Hymn and Fuguing Tune



 Issue No. 2 June 1999 

What recordings do you buy and why? What recordings have you listened to recently?

Robert Hurwitz
President, Nonesuch Records

I buy records for at least five reasons: professionally (I want to hear people I haven't heard before, or I want to hear recordings that people I trust are talking about); I buy them for my children (records they want and records I think they might like); I buy them to hear musician friends when they forget to send me a copy of their latest album;  I buy records that I simply want to hear because I still love listening to music; and I buy CDs of LPs I haven't replaced (because I don't listen to my old LPs, so unless I replace them, those discs are lost forever).
May 20, 1999


Laura Kuhn
Director, John Cage Trust

photo of Laura Kuhn
Photo by Betty Freeman
NewMusicBox is terrific, but I confess that what I'm listening to right now doesn't really qualify as new American music: both CDs available of Dulce Pontes, entitled Caminhos and Lagrimas, and both extraordinarily beautiful.  American audiences may only be familiar with her work from the film "Primal Fear" (Ed Norton, Richard Gere, et al.), where one cut was featured.  She recently is also featured on one cut on a CD with Andrea Bocelli, one of the many current darlings of the opera world, but it's too much Bocelli and not enough Pontes.  She's a long-standing and very much revered artist in Lisbon, and for good reason.  Both CDs are available but not easy to find: Eur/Portugal #850101 for "Caminhos" and Eur/Portugal #3003 for "Lagrimas."

I'm also listening to Mikel Rouse's yet unreleased American Dream, the materials for which (eight or so "retro-songs") form the basis of his in-progress opera (the third in the trilogy) The End of Cinematics (which, coincidentally, is up in a workshop version at St. Anne's this weekend). Really, really, really wonderful work.
May 20, 1999


Aaron Jay Kernis
Composer
New Music Advisor, Minnesota Orchestra

Hear an excerpt from his
Pulitzer-Prize winning String Quartet No. 2

photo of Aaron Jay Kernis
Photo by Daniel Vogel, courtesy G. Schirmer, Inc.
Between visiting Tower, Music Boulevard on the Web and BMG Music Service (this is not paid advertising) I've recently seen about 6 recordings pass into my consciousness, but only briefly so far , since as I'm busily composing at the moment and can't listen to anything right now, these will have to wait for my summer listening. So I can't tell you anything about them yet, but here they are:

J.S. Bach: Cantatas Vol. 7 dir. by Ton Koopman
Pierre Boulez: Repons etc.
Arvo Pärt: Kanon Pokajanen
Michael Gordon: Weather
Ernst Krenek: Symphony # 2
Stephen Hartke: Orchestral Works

I'm very curious about what my colleagues and older composers have written and are putting on disc, jointly out of my own desire to know and my mandate as new music advisor at the Minnesota Orchestra.
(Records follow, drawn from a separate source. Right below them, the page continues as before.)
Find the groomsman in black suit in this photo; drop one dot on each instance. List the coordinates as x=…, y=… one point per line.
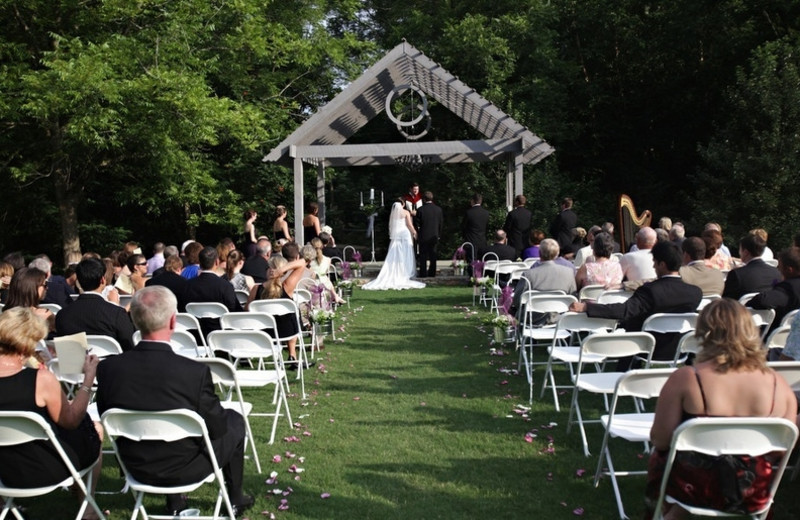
x=91, y=312
x=668, y=293
x=518, y=225
x=474, y=225
x=430, y=220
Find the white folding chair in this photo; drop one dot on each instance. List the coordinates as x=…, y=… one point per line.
x=568, y=352
x=716, y=436
x=280, y=307
x=591, y=292
x=609, y=346
x=533, y=306
x=632, y=427
x=614, y=296
x=23, y=427
x=167, y=426
x=763, y=319
x=787, y=319
x=103, y=346
x=669, y=323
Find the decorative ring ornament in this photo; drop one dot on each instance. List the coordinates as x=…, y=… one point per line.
x=397, y=118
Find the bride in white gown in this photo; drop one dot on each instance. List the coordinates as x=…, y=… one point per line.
x=399, y=266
I've always felt it important to hear as much new music in concert and have it at home for future reference.
May 27, 1999


Elliott Schwartz

photo of Elliott Schwartz
Photo by Joel Chadabe, courtesy Electronic Music Foundation
As I'm living in England (on resident fellowship at Robinson College, Cambridge University) for the months of May and June, I've had a chance to hear some 20th century English music -- ranging from the earliest part of the century (Vaughan Williams' wonderful song cycle Songs of Travel) to more recent pieces such as Andrew Toovey's surreal opera The Juniper Tree, the 2nd Concerto for Orchestra by the wonderfully eclectic Robin Holloway, and a new recording of Libra and Gemini by Roberto Gerhard. I've also bought CDs that would have been virtually impossible to find in the states: discs on Scandinavian labels, with pieces such as Sinking Through a Dream Mirror by the Danish collage-quotation artist Karl Aage Rasmussen -- and even (on the BIS label) a saxophone quartet by Charles Wuorinen!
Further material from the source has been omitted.